# tracfone gps tracking and 911?



## drmax

Can't believe I'm having to resort to coming here, rather than getting an answer from tracfone "technical" support.....hehehe, and don't get me wrong, this place has always been great help, just "thinking" (yeah, should stop trying to think) that tracfone could have answered me (or a simple google search...which really did not)
Question, I have a tracfone motorola w260 flip phone. If I were to dial 911 and I was unable to speak, does this thing, or tracfone service use gps tracking, to find where I am at? I called 3 people from tracfone, who could not really answer me with 100% confidence. Thx for any help...DM


----------



## SABL

AFAIK you can only be located to an area that will be determined by proximity of the nearest relay towers.

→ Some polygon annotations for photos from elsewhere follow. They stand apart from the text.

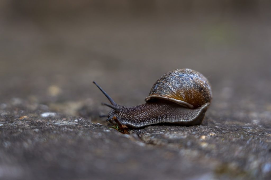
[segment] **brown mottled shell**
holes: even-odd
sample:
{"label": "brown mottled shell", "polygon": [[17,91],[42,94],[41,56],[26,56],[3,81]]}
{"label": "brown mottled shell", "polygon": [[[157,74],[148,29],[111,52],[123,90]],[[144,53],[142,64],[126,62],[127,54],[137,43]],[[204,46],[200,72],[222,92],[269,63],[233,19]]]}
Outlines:
{"label": "brown mottled shell", "polygon": [[199,73],[189,69],[176,69],[157,80],[145,101],[156,98],[195,109],[210,103],[212,91],[207,79]]}

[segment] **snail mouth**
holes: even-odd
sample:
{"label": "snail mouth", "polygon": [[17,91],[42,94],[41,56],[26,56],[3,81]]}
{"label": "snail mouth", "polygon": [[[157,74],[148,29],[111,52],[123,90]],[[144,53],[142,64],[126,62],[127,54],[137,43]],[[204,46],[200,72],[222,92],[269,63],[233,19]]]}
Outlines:
{"label": "snail mouth", "polygon": [[155,98],[161,99],[165,99],[169,101],[172,101],[173,103],[175,103],[176,104],[177,104],[179,105],[184,106],[185,107],[188,108],[189,109],[193,109],[194,108],[194,106],[193,105],[183,101],[175,99],[174,99],[173,98],[171,98],[167,97],[161,96],[158,96],[157,95],[151,95],[151,96],[149,96],[146,97],[145,99],[145,101],[147,102],[150,99],[154,99]]}

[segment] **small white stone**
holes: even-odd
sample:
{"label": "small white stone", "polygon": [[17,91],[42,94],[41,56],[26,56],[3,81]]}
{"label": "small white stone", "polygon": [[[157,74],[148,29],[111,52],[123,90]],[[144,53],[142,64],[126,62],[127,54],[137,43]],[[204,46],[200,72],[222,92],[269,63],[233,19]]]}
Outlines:
{"label": "small white stone", "polygon": [[49,116],[56,116],[56,113],[51,113],[50,112],[46,112],[43,113],[42,114],[41,116],[41,117],[47,117]]}

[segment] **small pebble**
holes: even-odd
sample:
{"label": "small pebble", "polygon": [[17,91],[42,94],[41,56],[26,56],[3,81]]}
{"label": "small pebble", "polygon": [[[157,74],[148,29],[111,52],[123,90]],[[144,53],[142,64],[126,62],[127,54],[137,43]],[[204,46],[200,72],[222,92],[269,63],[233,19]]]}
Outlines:
{"label": "small pebble", "polygon": [[205,136],[204,135],[202,135],[201,136],[200,138],[202,140],[205,140],[206,139],[206,136]]}
{"label": "small pebble", "polygon": [[41,116],[43,117],[46,117],[49,116],[56,116],[56,114],[55,113],[47,112],[43,113],[41,115]]}

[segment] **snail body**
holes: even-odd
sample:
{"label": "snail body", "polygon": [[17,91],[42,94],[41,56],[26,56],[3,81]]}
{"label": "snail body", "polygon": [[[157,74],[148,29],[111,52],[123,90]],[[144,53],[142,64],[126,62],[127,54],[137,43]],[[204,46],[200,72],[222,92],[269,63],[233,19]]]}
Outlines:
{"label": "snail body", "polygon": [[145,104],[126,107],[116,103],[95,81],[111,105],[107,121],[132,128],[162,123],[180,125],[201,124],[210,104],[212,93],[207,79],[189,69],[166,73],[153,85]]}

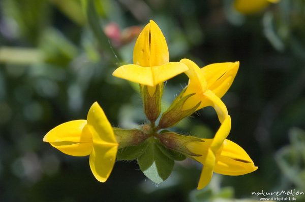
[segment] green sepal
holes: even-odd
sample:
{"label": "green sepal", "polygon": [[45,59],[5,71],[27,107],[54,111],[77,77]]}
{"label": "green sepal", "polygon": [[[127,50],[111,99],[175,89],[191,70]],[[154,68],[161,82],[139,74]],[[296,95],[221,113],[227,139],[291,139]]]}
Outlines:
{"label": "green sepal", "polygon": [[116,159],[132,160],[138,158],[145,151],[148,143],[148,141],[146,140],[138,145],[130,146],[118,149]]}
{"label": "green sepal", "polygon": [[201,101],[190,109],[186,110],[182,109],[184,103],[188,99],[195,94],[192,93],[182,97],[185,91],[185,89],[177,96],[166,111],[163,113],[159,121],[157,129],[165,129],[174,126],[180,120],[186,117],[190,116],[196,111],[198,107],[200,105]]}
{"label": "green sepal", "polygon": [[156,86],[152,96],[148,92],[147,86],[140,85],[140,92],[143,100],[144,112],[150,122],[155,123],[161,112],[161,99],[163,94],[164,84],[162,83]]}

http://www.mecc911.org/html/911_notes.html

Scroll down to where is says "911 does not work so well". But this article only covers Franklin County in the state of Ohio. Best to check with your local Emergency Services... *Do NOT call 911* for this info... call a non-emergency number and ask how cell phone calls are handled and if they have a way of tracing your location. Most 911 calls do not go directly to a dispatcher and are relayed by your phone carrier.


----------



## Flippits

Tis a good question. Friend tells me bout an old lady having fallen into a sink hole of sorts. Unable to climb out, or get a signal in the whole, she dials 911, and throws the phone out of the hole. 911 are able to track her where abouts and she's saved. I don't know if she had an SVC phone, but I do. It makes sense that with more towers around it should be easier to pinpoint a location, but the worrying thing is whether tracfones do prescribe to being tracked. Whats the result of this? All depending on the vicinity of towers?


----------



## Drue Kreft

Ok so I lost my tracfone and I think I had a tracking service on it so I need to know how to find It I have 2 days left on my service and I need to know how to find it it is on silent or vibrate and I've already tried calling it from another phone. Help


----------



## joeten

Hi and welcome to TSF see if this will help How to Track a Tracfone | eHow.com


----------